— Я понял. Никакой.
— Ты действительно понял главное. Какую бы линию поведения я не выбрал, она всё равно будет греховной. Третьего не дано: или я сражаюсь или закапываю меч в землю. Или я убиваю сарацин, совершая смертный грех, да ещё бесчисленное множество раз, или предоставляю сарацинам убивать безоружных христиан, не пытаясь их спасти, и это тоже смертный грех. Так как я должен поступить?
— Ты — рыцарь.
— А ты?
— Так вот я и не знаю.
— Перегрин, ты можешь остаться начальником лазарета и принести много пользы, спасая жизни раненных, облегчая их страдания и никого не убивая. Мы отнесёмся к такому твоему решению с большим уважением. Что тебя смущает в этом варианте?

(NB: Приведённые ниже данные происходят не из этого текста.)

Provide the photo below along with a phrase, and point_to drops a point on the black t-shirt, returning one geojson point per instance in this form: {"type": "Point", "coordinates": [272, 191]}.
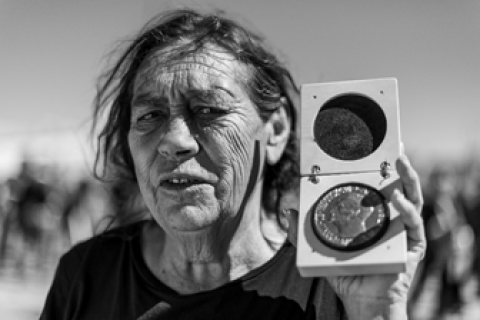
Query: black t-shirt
{"type": "Point", "coordinates": [107, 278]}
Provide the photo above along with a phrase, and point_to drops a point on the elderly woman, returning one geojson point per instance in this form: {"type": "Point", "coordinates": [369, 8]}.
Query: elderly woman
{"type": "Point", "coordinates": [202, 117]}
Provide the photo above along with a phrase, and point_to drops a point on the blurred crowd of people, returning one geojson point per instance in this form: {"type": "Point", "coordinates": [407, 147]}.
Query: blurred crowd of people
{"type": "Point", "coordinates": [451, 216]}
{"type": "Point", "coordinates": [44, 211]}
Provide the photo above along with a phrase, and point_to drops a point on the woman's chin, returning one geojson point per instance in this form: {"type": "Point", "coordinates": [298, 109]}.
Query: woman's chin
{"type": "Point", "coordinates": [190, 219]}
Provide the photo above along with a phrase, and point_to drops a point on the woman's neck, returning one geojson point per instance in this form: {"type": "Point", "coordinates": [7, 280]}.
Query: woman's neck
{"type": "Point", "coordinates": [204, 261]}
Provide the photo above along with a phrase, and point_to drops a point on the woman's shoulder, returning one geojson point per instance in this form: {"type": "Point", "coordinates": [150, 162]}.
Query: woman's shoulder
{"type": "Point", "coordinates": [108, 244]}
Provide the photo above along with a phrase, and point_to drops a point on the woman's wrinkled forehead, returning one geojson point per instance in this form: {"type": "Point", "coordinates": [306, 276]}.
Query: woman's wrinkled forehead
{"type": "Point", "coordinates": [166, 74]}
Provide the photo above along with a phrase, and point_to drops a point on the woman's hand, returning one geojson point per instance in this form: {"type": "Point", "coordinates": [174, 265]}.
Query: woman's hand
{"type": "Point", "coordinates": [385, 296]}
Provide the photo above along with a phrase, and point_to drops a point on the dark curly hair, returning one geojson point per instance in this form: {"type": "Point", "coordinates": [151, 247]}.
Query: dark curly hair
{"type": "Point", "coordinates": [186, 31]}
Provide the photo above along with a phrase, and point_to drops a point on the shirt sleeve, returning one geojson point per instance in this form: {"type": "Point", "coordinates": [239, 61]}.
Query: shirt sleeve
{"type": "Point", "coordinates": [59, 299]}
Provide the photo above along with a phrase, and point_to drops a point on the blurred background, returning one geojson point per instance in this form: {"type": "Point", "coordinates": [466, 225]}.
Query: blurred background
{"type": "Point", "coordinates": [53, 50]}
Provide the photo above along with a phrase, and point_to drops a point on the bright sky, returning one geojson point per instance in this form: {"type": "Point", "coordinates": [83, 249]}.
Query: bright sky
{"type": "Point", "coordinates": [52, 52]}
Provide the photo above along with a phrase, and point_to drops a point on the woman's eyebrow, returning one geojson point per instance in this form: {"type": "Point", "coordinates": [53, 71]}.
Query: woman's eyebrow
{"type": "Point", "coordinates": [147, 99]}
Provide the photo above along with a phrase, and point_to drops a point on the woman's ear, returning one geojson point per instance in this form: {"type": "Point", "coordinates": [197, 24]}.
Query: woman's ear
{"type": "Point", "coordinates": [278, 134]}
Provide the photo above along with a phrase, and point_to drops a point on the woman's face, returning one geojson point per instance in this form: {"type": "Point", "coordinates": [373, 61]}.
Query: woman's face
{"type": "Point", "coordinates": [192, 138]}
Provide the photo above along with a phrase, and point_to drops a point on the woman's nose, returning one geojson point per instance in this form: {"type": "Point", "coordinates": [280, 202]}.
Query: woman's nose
{"type": "Point", "coordinates": [178, 142]}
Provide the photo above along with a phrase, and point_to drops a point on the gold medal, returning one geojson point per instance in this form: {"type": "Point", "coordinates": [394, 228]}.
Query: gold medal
{"type": "Point", "coordinates": [350, 217]}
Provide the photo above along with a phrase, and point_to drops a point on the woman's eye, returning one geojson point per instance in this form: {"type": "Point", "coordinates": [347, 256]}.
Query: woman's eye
{"type": "Point", "coordinates": [148, 116]}
{"type": "Point", "coordinates": [204, 110]}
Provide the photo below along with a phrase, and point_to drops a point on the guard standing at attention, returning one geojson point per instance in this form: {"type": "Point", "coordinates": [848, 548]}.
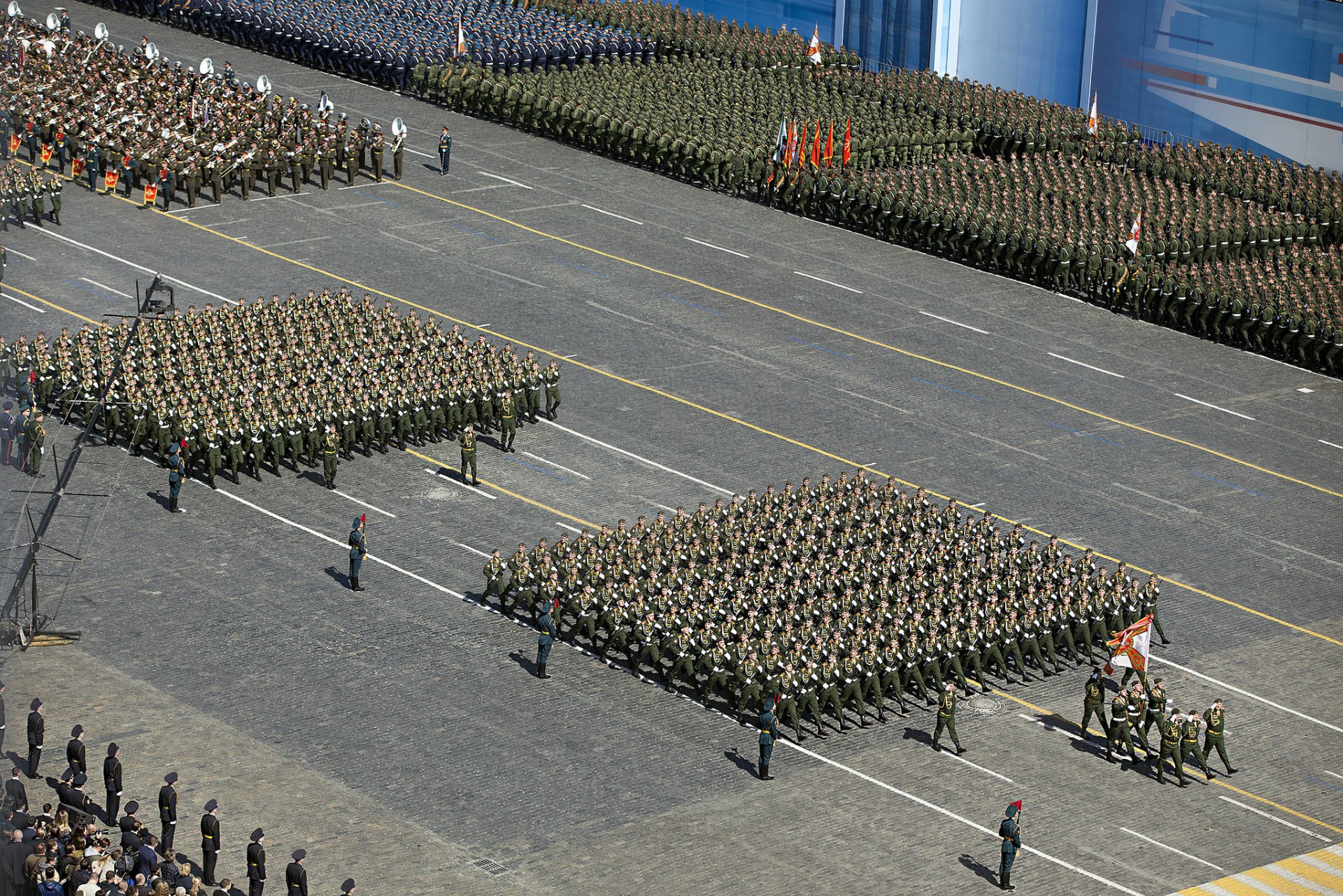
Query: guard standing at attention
{"type": "Point", "coordinates": [543, 642]}
{"type": "Point", "coordinates": [357, 548]}
{"type": "Point", "coordinates": [1009, 830]}
{"type": "Point", "coordinates": [445, 151]}
{"type": "Point", "coordinates": [176, 473]}
{"type": "Point", "coordinates": [769, 734]}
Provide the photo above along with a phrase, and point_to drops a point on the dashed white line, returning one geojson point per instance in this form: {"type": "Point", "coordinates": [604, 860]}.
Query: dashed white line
{"type": "Point", "coordinates": [557, 467]}
{"type": "Point", "coordinates": [955, 817]}
{"type": "Point", "coordinates": [947, 320]}
{"type": "Point", "coordinates": [458, 483]}
{"type": "Point", "coordinates": [827, 281]}
{"type": "Point", "coordinates": [41, 311]}
{"type": "Point", "coordinates": [506, 180]}
{"type": "Point", "coordinates": [351, 497]}
{"type": "Point", "coordinates": [106, 287]}
{"type": "Point", "coordinates": [1259, 811]}
{"type": "Point", "coordinates": [611, 214]}
{"type": "Point", "coordinates": [1214, 407]}
{"type": "Point", "coordinates": [1178, 852]}
{"type": "Point", "coordinates": [731, 252]}
{"type": "Point", "coordinates": [1246, 693]}
{"type": "Point", "coordinates": [641, 460]}
{"type": "Point", "coordinates": [1099, 370]}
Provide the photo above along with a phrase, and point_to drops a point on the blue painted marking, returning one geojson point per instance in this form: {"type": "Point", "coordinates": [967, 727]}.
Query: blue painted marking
{"type": "Point", "coordinates": [378, 198]}
{"type": "Point", "coordinates": [1229, 484]}
{"type": "Point", "coordinates": [820, 348]}
{"type": "Point", "coordinates": [1087, 434]}
{"type": "Point", "coordinates": [583, 269]}
{"type": "Point", "coordinates": [540, 471]}
{"type": "Point", "coordinates": [476, 233]}
{"type": "Point", "coordinates": [948, 388]}
{"type": "Point", "coordinates": [90, 289]}
{"type": "Point", "coordinates": [1316, 781]}
{"type": "Point", "coordinates": [692, 304]}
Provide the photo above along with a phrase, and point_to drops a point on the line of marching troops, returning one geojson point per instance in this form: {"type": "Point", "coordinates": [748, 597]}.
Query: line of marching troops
{"type": "Point", "coordinates": [834, 595]}
{"type": "Point", "coordinates": [294, 379]}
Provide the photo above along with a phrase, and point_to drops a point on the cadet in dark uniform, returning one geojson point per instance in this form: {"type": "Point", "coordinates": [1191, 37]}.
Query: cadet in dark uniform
{"type": "Point", "coordinates": [769, 734]}
{"type": "Point", "coordinates": [468, 442]}
{"type": "Point", "coordinates": [257, 862]}
{"type": "Point", "coordinates": [112, 782]}
{"type": "Point", "coordinates": [296, 878]}
{"type": "Point", "coordinates": [176, 473]}
{"type": "Point", "coordinates": [947, 718]}
{"type": "Point", "coordinates": [1009, 833]}
{"type": "Point", "coordinates": [168, 813]}
{"type": "Point", "coordinates": [357, 550]}
{"type": "Point", "coordinates": [543, 642]}
{"type": "Point", "coordinates": [210, 843]}
{"type": "Point", "coordinates": [36, 731]}
{"type": "Point", "coordinates": [445, 151]}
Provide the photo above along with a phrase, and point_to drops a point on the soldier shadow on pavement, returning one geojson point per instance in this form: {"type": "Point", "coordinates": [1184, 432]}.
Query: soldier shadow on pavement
{"type": "Point", "coordinates": [740, 762]}
{"type": "Point", "coordinates": [979, 868]}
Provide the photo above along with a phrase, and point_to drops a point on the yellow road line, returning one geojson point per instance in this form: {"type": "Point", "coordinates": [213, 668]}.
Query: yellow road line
{"type": "Point", "coordinates": [1051, 713]}
{"type": "Point", "coordinates": [871, 341]}
{"type": "Point", "coordinates": [696, 406]}
{"type": "Point", "coordinates": [512, 495]}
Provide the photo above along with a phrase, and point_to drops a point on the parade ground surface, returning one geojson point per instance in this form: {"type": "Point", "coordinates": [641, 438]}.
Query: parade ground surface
{"type": "Point", "coordinates": [713, 346]}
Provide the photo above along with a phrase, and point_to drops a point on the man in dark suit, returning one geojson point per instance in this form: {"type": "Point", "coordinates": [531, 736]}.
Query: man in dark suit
{"type": "Point", "coordinates": [168, 811]}
{"type": "Point", "coordinates": [296, 878]}
{"type": "Point", "coordinates": [15, 794]}
{"type": "Point", "coordinates": [76, 754]}
{"type": "Point", "coordinates": [210, 841]}
{"type": "Point", "coordinates": [36, 731]}
{"type": "Point", "coordinates": [112, 782]}
{"type": "Point", "coordinates": [257, 862]}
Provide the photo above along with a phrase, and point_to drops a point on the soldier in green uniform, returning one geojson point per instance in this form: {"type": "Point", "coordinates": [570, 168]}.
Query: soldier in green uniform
{"type": "Point", "coordinates": [769, 734]}
{"type": "Point", "coordinates": [468, 442]}
{"type": "Point", "coordinates": [1216, 720]}
{"type": "Point", "coordinates": [947, 718]}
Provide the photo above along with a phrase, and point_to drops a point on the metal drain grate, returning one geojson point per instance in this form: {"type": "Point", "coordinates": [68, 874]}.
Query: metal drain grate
{"type": "Point", "coordinates": [490, 867]}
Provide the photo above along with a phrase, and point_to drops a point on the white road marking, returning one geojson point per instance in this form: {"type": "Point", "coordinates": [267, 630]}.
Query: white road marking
{"type": "Point", "coordinates": [129, 264]}
{"type": "Point", "coordinates": [1178, 852]}
{"type": "Point", "coordinates": [1245, 693]}
{"type": "Point", "coordinates": [465, 485]}
{"type": "Point", "coordinates": [988, 771]}
{"type": "Point", "coordinates": [641, 460]}
{"type": "Point", "coordinates": [827, 281]}
{"type": "Point", "coordinates": [106, 287]}
{"type": "Point", "coordinates": [955, 817]}
{"type": "Point", "coordinates": [1118, 485]}
{"type": "Point", "coordinates": [1013, 448]}
{"type": "Point", "coordinates": [559, 467]}
{"type": "Point", "coordinates": [340, 544]}
{"type": "Point", "coordinates": [731, 252]}
{"type": "Point", "coordinates": [1099, 370]}
{"type": "Point", "coordinates": [506, 180]}
{"type": "Point", "coordinates": [1259, 811]}
{"type": "Point", "coordinates": [611, 214]}
{"type": "Point", "coordinates": [1214, 407]}
{"type": "Point", "coordinates": [947, 320]}
{"type": "Point", "coordinates": [41, 311]}
{"type": "Point", "coordinates": [351, 497]}
{"type": "Point", "coordinates": [865, 398]}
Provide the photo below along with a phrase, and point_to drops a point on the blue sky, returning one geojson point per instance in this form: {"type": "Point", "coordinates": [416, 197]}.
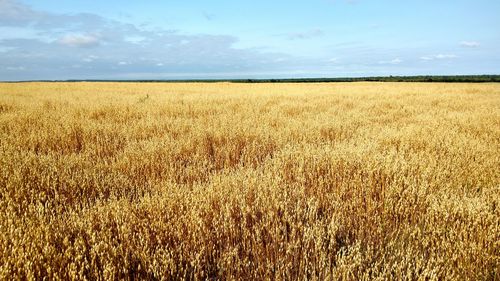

— То, что я буду прятаться за вашими спинами. Не в том дело, что вы пойдёте на смерть, а в том, что вы пойдёте на грех, а я, значит, чистенький останусь? Моя совесть растерзает меня, но ведь совесть — это голос Бога, и тогда получается, что Бог хочет от меня, чтобы я пошёл убивать. Как такое возможно?
— А вот такой теперь мир. К самым чистым и благородным поступкам обязательно примешивается грех. Безупречных христиан не бывает, Перегрин, и святые не безупречны. Важно, что доминирует в человеке — любовь ко Христу или любовь ко греху. Иной идёт убивать просто потому что это ему нравится, или для того, чтобы грабить, или ради славы. Другой идёт убивать, потому что не может… ну просто никак не может… допустить гибели беззащитных людей, и ради того, чтобы спасти этих людей, он готов не только жизнь отдать, но и душу испоганить. Это и значит сражаться за Христа. Не знаю, примет ли Господь нашу жертву, но мы иначе не можем. Не верь тем, кто скажет тебе, что убийство на войне — не грех. Убийство даже на самой праведной войне — это всё равно грех, и любой христианский рыцарь, чья душа жива, очень хорошо это чувствует. Но если твоя душа разрывается от сострадания людям, ты пойдёшь на этот грех. Только потом ты не будешь чувствовать себя героем, а будешь до конца дней замаливать свои грехи. Это и есть христианский рыцарь. Господь видит наше сердце, Перегрин, видит, что на самом деле нами движет — любовь ко Христу или любовь ко греху. А сами мы не всегда можем ответить на этот вопрос.
— Я иду с вами, Ариэль. Лазарет оставлю на Иоланду, она вполне к этому готова, тем более что у неё появились помощницы из местных женщин.
— Это твоё решение, Перегрин.
Глава VII, в которой Орден идёт на штурм
Сарацинские казармы горели, хотя люди Стратоника не планировали их поджигать. Ариэль смотрел на ночной пожар с расстояния в пару километров, вслушивался в доносившиеся до него крики сарацин, и не мог пока сориентироваться в ситуации. Спешить на пожар не имело смысла, а город, лежавший перед ними, был по-прежнему погружён в тишину. Сарацины должны бы уже отступать к центру города, но не было похоже, что это происходит. Неужели сарацины берут верх и сейчас уже добивают рыцарей? «За мной», — тихо скомандовал Ариэль и повёл своих людей в город, под углом, так, чтобы оказаться в километре за казармами. Город по-прежнему спал, во всяком случае — безмолвствовал. На улицах — ни одного человека, ставни на окнах плотно закрыты. Мостовая завалена самым разнообразным мусором. Новый сарацинский порядок, по всей видимости, не предполагал ежедневной уборки города. Они молча шли по пустынной улице, наступая на всякие объедки, обёртки, грязные тряпки, а пожар полыхал словно где-то в другом мире, и вопли сарацин с той стороны стали уже понемногу стихать. Рыцари достигли той точки, куда примерно должны были отступать сарацины от казарм, но никого здесь не было.